Scenario II: Tappabuchi temporanei sui problemi strutturali
Altri paesi ad alto reddito potrebbero temporaneamente colmare i vuoti lasciati dagli Stati Uniti invertendo o ritardando alcune delle riduzioni degli aiuti esteri pianificate. Ma anche se i donatori riuscissero ad arginare l’emorragia a breve termine, probabilmente dovranno ancora affrontare le stesse pressioni per ridurre l’assistenza estera a lungo termine, poiché le esigenze di sicurezza e difesa diventano più acute e le priorità politiche cambiano. Di conseguenza, il loro sostegno non farebbe altro che nascondere le sfide strutturali che il panorama migratorio e degli sfollamenti deve affrontare.
Colmare il buco degli Stati Uniti richiede anche qualcosa di più del semplice investimento di denaro: potrebbe richiedere di spostare gli obiettivi. Gli Stati Uniti sono stati il principale fornitore di assistenza umanitaria, mentre l’Unione europea e i suoi Stati membri hanno storicamente dato priorità ai finanziamenti per lo sviluppo. Questi donatori dovrebbero quindi riequilibrare i loro portafogli per soddisfare i bisogni umanitari più urgenti. Potrebbero seguire l’esempio della Norvegia, che ha recentemente stanziato 170 milioni di dollari all’anno per cinque anni per le organizzazioni umanitarie.
Sebbene lodevoli, le misure di ripiego a breve termine possono in ultima analisi portare a costi maggiori. I donatori non saranno in grado di risolvere i fattori alla base del bisogno umanitario o di innovare in risposta alle nuove sfide, come quelle poste dai cambiamenti climatici, perché sono bloccati nel ciclo dei finanziamenti umanitari. Inoltre, non saranno in grado di sfruttare un’architettura internazionale di protezione umanitaria indebolita dalla perdita del sostegno finanziario e di altro tipo degli Stati Uniti, che porta a sistemi meno efficienti ed efficaci. I tagli alle organizzazioni internazionali che gestiscono le infrastrutture di reinsediamento, ad esempio, renderanno probabilmente il reinsediamento proibitivo per alcuni paesi più piccoli, che non possono sostenere da soli tutti i costi, portando a un’ulteriore riduzione del numero di reinsediamenti.
Scenario III: Lo shock dei finanziamenti apre una finestra per una programmazione più snella e forte sulla migrazione e lo sviluppo
Gli sforzi decennali per rendere gli aiuti esteri più incisivi, sostenibili ed economici hanno dimostrato pochi progressi, ma questo shock finanziario potrebbe fornire una scossa sufficiente per trasformare questa visione in realtà.
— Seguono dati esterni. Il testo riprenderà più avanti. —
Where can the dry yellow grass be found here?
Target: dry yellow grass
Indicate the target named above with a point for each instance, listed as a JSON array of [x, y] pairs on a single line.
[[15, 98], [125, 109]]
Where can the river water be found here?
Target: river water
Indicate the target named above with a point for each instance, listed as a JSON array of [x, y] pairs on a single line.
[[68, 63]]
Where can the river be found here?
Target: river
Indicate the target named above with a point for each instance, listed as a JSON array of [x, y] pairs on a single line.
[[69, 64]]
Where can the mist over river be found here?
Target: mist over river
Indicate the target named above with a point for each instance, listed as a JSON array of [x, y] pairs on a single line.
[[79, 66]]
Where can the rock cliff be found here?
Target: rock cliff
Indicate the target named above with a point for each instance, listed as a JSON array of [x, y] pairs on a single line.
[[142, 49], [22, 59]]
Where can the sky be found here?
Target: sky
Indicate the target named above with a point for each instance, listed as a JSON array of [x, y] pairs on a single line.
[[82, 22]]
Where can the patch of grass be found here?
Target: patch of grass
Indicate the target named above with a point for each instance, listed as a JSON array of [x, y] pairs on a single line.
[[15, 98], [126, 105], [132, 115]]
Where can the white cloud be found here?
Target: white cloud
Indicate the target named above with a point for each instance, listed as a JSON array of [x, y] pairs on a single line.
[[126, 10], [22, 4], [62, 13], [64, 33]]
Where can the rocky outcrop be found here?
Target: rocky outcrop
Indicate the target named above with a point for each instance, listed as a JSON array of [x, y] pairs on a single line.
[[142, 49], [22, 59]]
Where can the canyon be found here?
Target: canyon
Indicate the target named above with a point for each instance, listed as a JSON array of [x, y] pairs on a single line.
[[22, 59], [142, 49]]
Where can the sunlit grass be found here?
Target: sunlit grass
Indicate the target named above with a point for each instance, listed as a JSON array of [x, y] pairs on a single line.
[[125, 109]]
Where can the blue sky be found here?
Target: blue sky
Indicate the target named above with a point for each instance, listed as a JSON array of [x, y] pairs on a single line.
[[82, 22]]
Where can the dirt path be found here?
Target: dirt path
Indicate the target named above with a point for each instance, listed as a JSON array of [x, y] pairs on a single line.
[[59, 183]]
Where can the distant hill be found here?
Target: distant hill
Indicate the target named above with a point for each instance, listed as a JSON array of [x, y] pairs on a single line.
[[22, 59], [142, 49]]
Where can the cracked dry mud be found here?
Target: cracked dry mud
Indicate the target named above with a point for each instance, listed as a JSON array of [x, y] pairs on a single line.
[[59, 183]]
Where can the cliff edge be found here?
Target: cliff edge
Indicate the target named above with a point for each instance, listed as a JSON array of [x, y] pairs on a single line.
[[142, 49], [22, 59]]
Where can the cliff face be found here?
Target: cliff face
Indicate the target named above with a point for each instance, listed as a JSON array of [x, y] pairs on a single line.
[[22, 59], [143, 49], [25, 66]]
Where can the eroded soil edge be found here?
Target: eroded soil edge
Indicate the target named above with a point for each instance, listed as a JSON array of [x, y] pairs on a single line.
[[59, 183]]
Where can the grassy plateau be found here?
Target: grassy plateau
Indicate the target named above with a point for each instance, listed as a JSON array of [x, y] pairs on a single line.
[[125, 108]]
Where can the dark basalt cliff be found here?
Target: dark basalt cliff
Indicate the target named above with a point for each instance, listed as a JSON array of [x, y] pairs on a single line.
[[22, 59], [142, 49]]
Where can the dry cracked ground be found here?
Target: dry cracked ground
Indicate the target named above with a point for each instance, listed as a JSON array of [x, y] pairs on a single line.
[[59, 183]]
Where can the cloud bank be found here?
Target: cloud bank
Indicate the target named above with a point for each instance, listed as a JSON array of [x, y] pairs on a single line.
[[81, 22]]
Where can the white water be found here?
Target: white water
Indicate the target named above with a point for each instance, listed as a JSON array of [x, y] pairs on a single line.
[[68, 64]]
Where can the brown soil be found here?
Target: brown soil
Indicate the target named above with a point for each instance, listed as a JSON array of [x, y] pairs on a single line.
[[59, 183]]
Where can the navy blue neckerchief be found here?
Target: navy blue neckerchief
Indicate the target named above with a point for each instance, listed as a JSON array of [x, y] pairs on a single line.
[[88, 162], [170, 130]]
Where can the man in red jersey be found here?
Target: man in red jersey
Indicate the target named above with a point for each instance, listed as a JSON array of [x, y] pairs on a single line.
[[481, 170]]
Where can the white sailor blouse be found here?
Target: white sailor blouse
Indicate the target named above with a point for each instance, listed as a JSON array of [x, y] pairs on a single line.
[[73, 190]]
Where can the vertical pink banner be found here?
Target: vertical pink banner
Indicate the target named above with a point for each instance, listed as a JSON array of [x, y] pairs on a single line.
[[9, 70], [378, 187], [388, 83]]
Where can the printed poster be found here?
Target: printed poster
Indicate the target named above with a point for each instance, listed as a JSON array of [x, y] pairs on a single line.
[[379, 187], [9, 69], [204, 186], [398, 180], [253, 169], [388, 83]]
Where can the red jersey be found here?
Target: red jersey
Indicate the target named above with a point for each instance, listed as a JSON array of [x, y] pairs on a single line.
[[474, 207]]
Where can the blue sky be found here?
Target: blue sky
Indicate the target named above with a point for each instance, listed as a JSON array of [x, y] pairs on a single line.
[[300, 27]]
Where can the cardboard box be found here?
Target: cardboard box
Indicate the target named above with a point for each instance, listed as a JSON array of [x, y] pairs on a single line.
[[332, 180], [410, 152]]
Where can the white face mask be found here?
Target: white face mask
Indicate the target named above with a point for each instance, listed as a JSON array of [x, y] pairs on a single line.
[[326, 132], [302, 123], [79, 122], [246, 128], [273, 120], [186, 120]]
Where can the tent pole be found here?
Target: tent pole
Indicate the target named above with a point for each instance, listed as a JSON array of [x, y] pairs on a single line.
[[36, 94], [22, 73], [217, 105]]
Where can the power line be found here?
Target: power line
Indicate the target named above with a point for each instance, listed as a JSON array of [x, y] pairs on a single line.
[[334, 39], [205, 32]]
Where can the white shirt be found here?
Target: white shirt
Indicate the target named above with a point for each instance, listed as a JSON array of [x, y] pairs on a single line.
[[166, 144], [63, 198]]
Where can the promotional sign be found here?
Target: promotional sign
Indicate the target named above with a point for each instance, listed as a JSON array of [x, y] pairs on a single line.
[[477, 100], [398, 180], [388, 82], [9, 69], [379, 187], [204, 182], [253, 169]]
Per avere successo, la comunità internazionale dovrebbe impegnarsi per l’innovazione a lungo termine e fare alcune scelte difficili. Sebbene nessuna delle idee discusse di seguito sia nuova, questo panorama instabile offre loro l’opportunità di diventare l’imperativo trainante di tutto il lavoro su migrazione e sfollamento. Un approccio innovativo sta spostando il paradigma di sviluppo dalla dipendenza dalle sovvenzioni pubbliche, ad esempio:
- In alcuni casi, i datori di lavoro dovrebbero finanziare essi stessi i progetti di sostentamento e di qualificazione che formano i migranti, piuttosto che fare affidamento su programmi di sviluppo finanziati dai donatori per costruire la loro forza lavoro. Questo potrebbe far parte di un ripensamento che colleghi l’aggiornamento e il reclutamento alle opportunità di lavoro nei paesi di destinazione, nonché alle esigenze umanitarie nei paesi di origine.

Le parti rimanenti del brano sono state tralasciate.